Strengths and limitations
This study has several notable strengths. It represents one of the few real-world evaluations of comprehensive genomic profiling using an FDA-approved NGS panel (F1CDx) in an Indian oncology setting, spanning a wide range of solid tumors over an extended time period. The use of a standardized data-extraction pipeline, patient-level alteration matrix, and pathway-oriented analysis enabled consistent characterization of somatic events across diverse malignancies and facilitated meaningful comparison with international datasets. Importantly, the study provides granular insights into the frequency and clinical actionability of genomic alterations in a low- and middle-income country context, where access to precision oncology remains constrained.

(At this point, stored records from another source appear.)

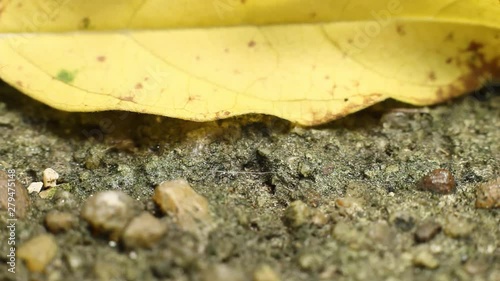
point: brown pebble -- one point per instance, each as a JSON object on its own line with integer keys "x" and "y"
{"x": 191, "y": 210}
{"x": 57, "y": 222}
{"x": 439, "y": 181}
{"x": 427, "y": 231}
{"x": 21, "y": 201}
{"x": 108, "y": 212}
{"x": 488, "y": 195}
{"x": 38, "y": 252}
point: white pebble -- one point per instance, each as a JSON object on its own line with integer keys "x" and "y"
{"x": 49, "y": 178}
{"x": 35, "y": 187}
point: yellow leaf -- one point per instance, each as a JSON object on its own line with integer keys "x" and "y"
{"x": 306, "y": 61}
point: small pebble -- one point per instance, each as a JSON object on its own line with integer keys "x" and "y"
{"x": 425, "y": 259}
{"x": 143, "y": 231}
{"x": 49, "y": 177}
{"x": 22, "y": 201}
{"x": 296, "y": 214}
{"x": 38, "y": 252}
{"x": 438, "y": 181}
{"x": 57, "y": 222}
{"x": 310, "y": 262}
{"x": 178, "y": 199}
{"x": 222, "y": 272}
{"x": 488, "y": 195}
{"x": 456, "y": 227}
{"x": 265, "y": 273}
{"x": 108, "y": 212}
{"x": 319, "y": 218}
{"x": 35, "y": 187}
{"x": 51, "y": 192}
{"x": 426, "y": 231}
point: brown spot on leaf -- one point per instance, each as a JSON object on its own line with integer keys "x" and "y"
{"x": 349, "y": 108}
{"x": 474, "y": 47}
{"x": 127, "y": 98}
{"x": 221, "y": 114}
{"x": 480, "y": 70}
{"x": 432, "y": 76}
{"x": 400, "y": 30}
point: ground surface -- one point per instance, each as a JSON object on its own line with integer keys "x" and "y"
{"x": 357, "y": 178}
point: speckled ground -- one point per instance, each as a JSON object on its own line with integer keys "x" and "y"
{"x": 353, "y": 181}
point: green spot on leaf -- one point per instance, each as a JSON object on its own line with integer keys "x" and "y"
{"x": 65, "y": 76}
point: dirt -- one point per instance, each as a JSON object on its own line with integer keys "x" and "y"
{"x": 334, "y": 202}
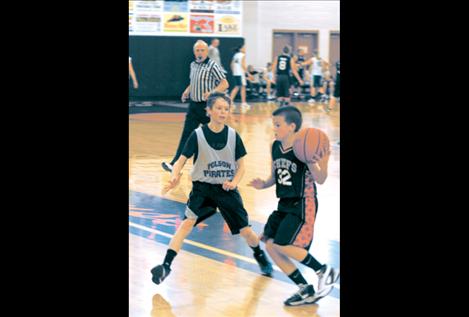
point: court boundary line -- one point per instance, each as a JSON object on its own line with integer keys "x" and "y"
{"x": 207, "y": 247}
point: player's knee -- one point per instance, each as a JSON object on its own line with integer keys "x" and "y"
{"x": 246, "y": 232}
{"x": 269, "y": 246}
{"x": 188, "y": 224}
{"x": 278, "y": 248}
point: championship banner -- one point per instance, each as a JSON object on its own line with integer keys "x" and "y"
{"x": 185, "y": 18}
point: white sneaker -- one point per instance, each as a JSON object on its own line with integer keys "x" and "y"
{"x": 167, "y": 167}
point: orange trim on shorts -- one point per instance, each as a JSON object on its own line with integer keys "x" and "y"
{"x": 305, "y": 236}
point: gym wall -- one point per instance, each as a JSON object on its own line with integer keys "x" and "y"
{"x": 162, "y": 64}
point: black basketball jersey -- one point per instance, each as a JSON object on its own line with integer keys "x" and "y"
{"x": 283, "y": 65}
{"x": 290, "y": 173}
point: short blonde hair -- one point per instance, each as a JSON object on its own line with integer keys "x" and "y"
{"x": 199, "y": 42}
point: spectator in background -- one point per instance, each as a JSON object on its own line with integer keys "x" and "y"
{"x": 132, "y": 74}
{"x": 253, "y": 81}
{"x": 206, "y": 76}
{"x": 319, "y": 65}
{"x": 269, "y": 81}
{"x": 214, "y": 53}
{"x": 239, "y": 69}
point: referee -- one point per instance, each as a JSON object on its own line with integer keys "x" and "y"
{"x": 206, "y": 77}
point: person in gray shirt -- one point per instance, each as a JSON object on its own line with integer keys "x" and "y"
{"x": 214, "y": 53}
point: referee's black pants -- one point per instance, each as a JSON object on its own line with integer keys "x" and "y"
{"x": 196, "y": 115}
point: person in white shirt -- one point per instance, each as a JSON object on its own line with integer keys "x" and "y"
{"x": 239, "y": 69}
{"x": 132, "y": 74}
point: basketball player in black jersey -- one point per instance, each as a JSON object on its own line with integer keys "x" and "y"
{"x": 218, "y": 167}
{"x": 336, "y": 94}
{"x": 288, "y": 233}
{"x": 282, "y": 66}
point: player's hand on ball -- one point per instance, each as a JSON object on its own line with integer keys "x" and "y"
{"x": 257, "y": 183}
{"x": 227, "y": 185}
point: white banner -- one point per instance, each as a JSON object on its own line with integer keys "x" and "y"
{"x": 185, "y": 18}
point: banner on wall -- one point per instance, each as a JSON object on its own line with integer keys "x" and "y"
{"x": 185, "y": 17}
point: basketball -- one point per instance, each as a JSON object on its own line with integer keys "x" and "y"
{"x": 310, "y": 143}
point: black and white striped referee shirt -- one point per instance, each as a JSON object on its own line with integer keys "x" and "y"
{"x": 205, "y": 76}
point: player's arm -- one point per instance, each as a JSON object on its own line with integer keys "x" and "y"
{"x": 319, "y": 169}
{"x": 258, "y": 183}
{"x": 176, "y": 174}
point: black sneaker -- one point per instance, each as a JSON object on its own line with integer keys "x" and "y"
{"x": 264, "y": 263}
{"x": 159, "y": 272}
{"x": 327, "y": 276}
{"x": 306, "y": 295}
{"x": 167, "y": 167}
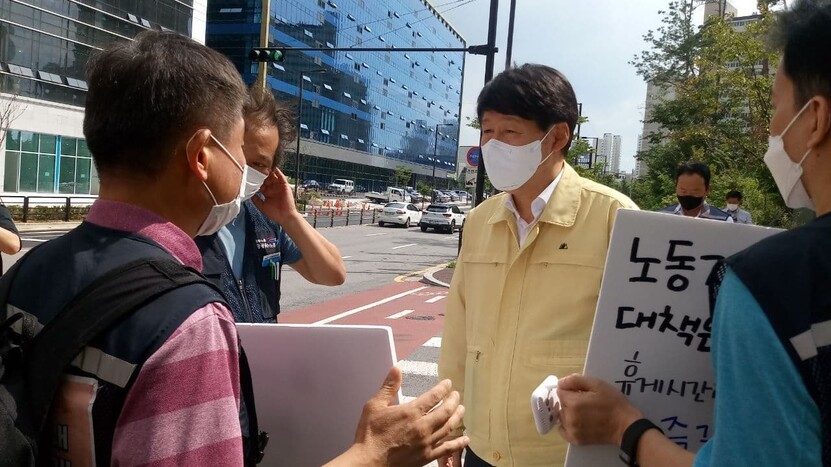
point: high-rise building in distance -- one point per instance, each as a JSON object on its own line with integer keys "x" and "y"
{"x": 362, "y": 113}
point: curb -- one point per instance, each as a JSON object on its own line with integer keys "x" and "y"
{"x": 430, "y": 278}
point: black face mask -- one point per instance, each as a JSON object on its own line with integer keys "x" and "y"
{"x": 690, "y": 202}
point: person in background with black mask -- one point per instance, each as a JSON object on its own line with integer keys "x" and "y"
{"x": 692, "y": 185}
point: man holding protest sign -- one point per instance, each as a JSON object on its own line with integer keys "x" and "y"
{"x": 526, "y": 284}
{"x": 770, "y": 336}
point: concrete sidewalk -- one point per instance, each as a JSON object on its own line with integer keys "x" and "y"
{"x": 33, "y": 226}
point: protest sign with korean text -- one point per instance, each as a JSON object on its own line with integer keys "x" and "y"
{"x": 651, "y": 334}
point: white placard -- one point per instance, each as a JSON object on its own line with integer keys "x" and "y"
{"x": 651, "y": 334}
{"x": 311, "y": 383}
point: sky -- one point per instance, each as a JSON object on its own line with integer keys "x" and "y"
{"x": 590, "y": 41}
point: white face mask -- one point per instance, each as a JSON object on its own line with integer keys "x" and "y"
{"x": 786, "y": 173}
{"x": 510, "y": 167}
{"x": 254, "y": 179}
{"x": 222, "y": 214}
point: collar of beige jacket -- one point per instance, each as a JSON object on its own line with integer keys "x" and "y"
{"x": 561, "y": 208}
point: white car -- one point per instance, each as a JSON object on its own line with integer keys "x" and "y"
{"x": 445, "y": 217}
{"x": 400, "y": 213}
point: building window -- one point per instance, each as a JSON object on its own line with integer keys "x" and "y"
{"x": 45, "y": 163}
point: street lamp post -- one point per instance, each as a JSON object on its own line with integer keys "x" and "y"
{"x": 436, "y": 151}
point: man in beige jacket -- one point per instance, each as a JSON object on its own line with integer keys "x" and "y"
{"x": 524, "y": 292}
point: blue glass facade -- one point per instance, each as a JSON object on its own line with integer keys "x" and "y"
{"x": 383, "y": 103}
{"x": 44, "y": 48}
{"x": 45, "y": 44}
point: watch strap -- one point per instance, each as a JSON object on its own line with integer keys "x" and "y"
{"x": 629, "y": 443}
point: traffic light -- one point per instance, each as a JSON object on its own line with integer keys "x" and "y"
{"x": 267, "y": 54}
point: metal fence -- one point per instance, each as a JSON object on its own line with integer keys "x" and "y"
{"x": 45, "y": 207}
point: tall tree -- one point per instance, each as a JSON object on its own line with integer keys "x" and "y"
{"x": 717, "y": 80}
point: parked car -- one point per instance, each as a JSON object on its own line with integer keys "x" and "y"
{"x": 400, "y": 213}
{"x": 392, "y": 194}
{"x": 415, "y": 196}
{"x": 440, "y": 197}
{"x": 342, "y": 186}
{"x": 463, "y": 195}
{"x": 452, "y": 195}
{"x": 445, "y": 217}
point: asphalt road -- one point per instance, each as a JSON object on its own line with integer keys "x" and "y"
{"x": 374, "y": 256}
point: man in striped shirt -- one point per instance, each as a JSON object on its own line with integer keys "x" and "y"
{"x": 164, "y": 123}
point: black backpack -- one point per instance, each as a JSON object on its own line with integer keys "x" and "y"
{"x": 34, "y": 358}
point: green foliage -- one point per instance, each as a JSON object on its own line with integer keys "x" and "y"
{"x": 716, "y": 83}
{"x": 401, "y": 176}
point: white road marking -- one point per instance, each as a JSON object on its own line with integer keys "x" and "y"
{"x": 367, "y": 307}
{"x": 433, "y": 342}
{"x": 400, "y": 315}
{"x": 419, "y": 368}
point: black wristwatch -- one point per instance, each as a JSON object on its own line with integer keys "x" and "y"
{"x": 629, "y": 443}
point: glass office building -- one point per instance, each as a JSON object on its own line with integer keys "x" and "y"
{"x": 362, "y": 113}
{"x": 44, "y": 47}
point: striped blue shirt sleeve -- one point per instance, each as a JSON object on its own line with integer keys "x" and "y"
{"x": 764, "y": 415}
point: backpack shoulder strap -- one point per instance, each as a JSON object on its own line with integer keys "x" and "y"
{"x": 98, "y": 307}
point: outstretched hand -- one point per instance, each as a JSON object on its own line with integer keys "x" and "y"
{"x": 278, "y": 203}
{"x": 411, "y": 434}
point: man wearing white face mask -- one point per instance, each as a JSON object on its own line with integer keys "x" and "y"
{"x": 772, "y": 315}
{"x": 734, "y": 208}
{"x": 246, "y": 256}
{"x": 523, "y": 296}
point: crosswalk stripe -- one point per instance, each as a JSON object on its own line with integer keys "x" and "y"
{"x": 367, "y": 307}
{"x": 400, "y": 314}
{"x": 433, "y": 342}
{"x": 419, "y": 368}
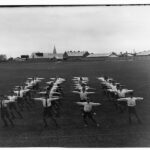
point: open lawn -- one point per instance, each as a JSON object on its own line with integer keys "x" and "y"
{"x": 114, "y": 130}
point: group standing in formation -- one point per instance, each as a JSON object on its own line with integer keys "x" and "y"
{"x": 51, "y": 96}
{"x": 23, "y": 97}
{"x": 123, "y": 98}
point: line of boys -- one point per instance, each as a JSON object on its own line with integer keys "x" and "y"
{"x": 15, "y": 101}
{"x": 51, "y": 100}
{"x": 87, "y": 112}
{"x": 122, "y": 97}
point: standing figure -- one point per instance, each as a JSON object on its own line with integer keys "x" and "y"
{"x": 47, "y": 109}
{"x": 87, "y": 111}
{"x": 4, "y": 112}
{"x": 131, "y": 103}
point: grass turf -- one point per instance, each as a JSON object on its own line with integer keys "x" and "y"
{"x": 114, "y": 130}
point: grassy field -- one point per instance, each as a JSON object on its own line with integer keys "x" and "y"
{"x": 114, "y": 130}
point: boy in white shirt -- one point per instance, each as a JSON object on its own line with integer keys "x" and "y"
{"x": 4, "y": 111}
{"x": 131, "y": 103}
{"x": 47, "y": 109}
{"x": 87, "y": 111}
{"x": 83, "y": 94}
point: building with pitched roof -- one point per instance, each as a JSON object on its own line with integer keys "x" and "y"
{"x": 75, "y": 55}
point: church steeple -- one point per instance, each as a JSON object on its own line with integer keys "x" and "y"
{"x": 54, "y": 50}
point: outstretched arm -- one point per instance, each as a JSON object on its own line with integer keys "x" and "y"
{"x": 80, "y": 103}
{"x": 44, "y": 92}
{"x": 90, "y": 92}
{"x": 127, "y": 91}
{"x": 76, "y": 92}
{"x": 95, "y": 104}
{"x": 122, "y": 99}
{"x": 139, "y": 98}
{"x": 39, "y": 99}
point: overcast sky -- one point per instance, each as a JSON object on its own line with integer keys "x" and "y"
{"x": 95, "y": 29}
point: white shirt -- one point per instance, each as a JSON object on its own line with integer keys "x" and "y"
{"x": 131, "y": 101}
{"x": 12, "y": 98}
{"x": 122, "y": 93}
{"x": 88, "y": 106}
{"x": 83, "y": 95}
{"x": 48, "y": 100}
{"x": 4, "y": 103}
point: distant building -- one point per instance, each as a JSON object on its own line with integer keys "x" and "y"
{"x": 75, "y": 55}
{"x": 51, "y": 56}
{"x": 126, "y": 54}
{"x": 143, "y": 53}
{"x": 101, "y": 56}
{"x": 25, "y": 57}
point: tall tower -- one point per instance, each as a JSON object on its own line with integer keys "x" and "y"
{"x": 54, "y": 50}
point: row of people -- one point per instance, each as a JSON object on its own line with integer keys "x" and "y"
{"x": 123, "y": 98}
{"x": 51, "y": 100}
{"x": 81, "y": 85}
{"x": 16, "y": 100}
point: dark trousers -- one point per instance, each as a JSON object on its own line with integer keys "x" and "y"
{"x": 5, "y": 115}
{"x": 12, "y": 108}
{"x": 47, "y": 112}
{"x": 88, "y": 115}
{"x": 132, "y": 110}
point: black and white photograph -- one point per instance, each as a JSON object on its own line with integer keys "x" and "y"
{"x": 75, "y": 75}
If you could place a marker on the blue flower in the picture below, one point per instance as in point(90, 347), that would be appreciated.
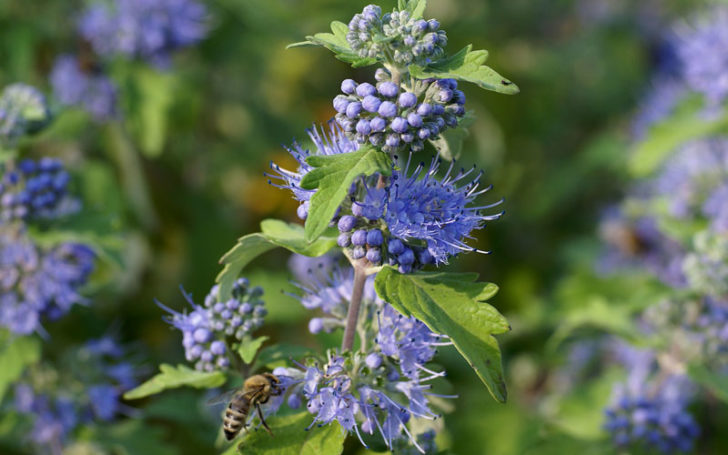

However, certain limitations must be acknowledged. The retrospective, single-center design and relatively modest overall sample size, particularly within individual tumor subgroups, may limit the generalizability of the findings. Referral and selection bias are likely, as only patients who could access or were referred for NGS testing were included. The hierarchical selection of a single highest-impact alteration per gene may under-represent clinically relevant co-alterations, including resistance mechanisms or dual hits, which are better appreciated at the individual patient level. Detailed data on downstream treatment decisions, treatment uptake based on NGS results, and long-term clinical outcomes (e.g., response rates, progression-free or overall survival) were not systematically available, precluding a robust assessment of the real-world impact of genomically matched therapies.
Conclusions
This retrospective, real-world analysis shows that comprehensive genomic profiling with the F1CDx assay is feasible and clinically informative in an Indian oncology setting. Across 115 patients, recurrent alterations were identified in key oncogenic pathways, including TP53, PI3K/AKT/mTOR, MAPK, RTK, WNT, DNA-repair, and cell-cycle regulation, with mutational patterns largely consistent with global datasets. Although genomic actionability in this study largely reflects report-level or biological findings, guideline-concordant treatment options were more limited, owing to the predominance of MSS/low-TMB tumors and restricted access to targeted therapies. Notably, rare but clinically meaningful findings such as IDH1 mutations in atypical tumors and MSI-high prostate cancer highlight the value of broad-panel NGS in detecting actionable outliers that routine testing may miss. As NGS becomes more integrated into oncology practice, it has the potential to expand access to targeted and tumor-agnostic therapies. Prospective studies with treatment and outcome follow-up are needed to determine whether comprehensive genomic profiling translates into improved clinical benefit over traditional site-specific molecular testing.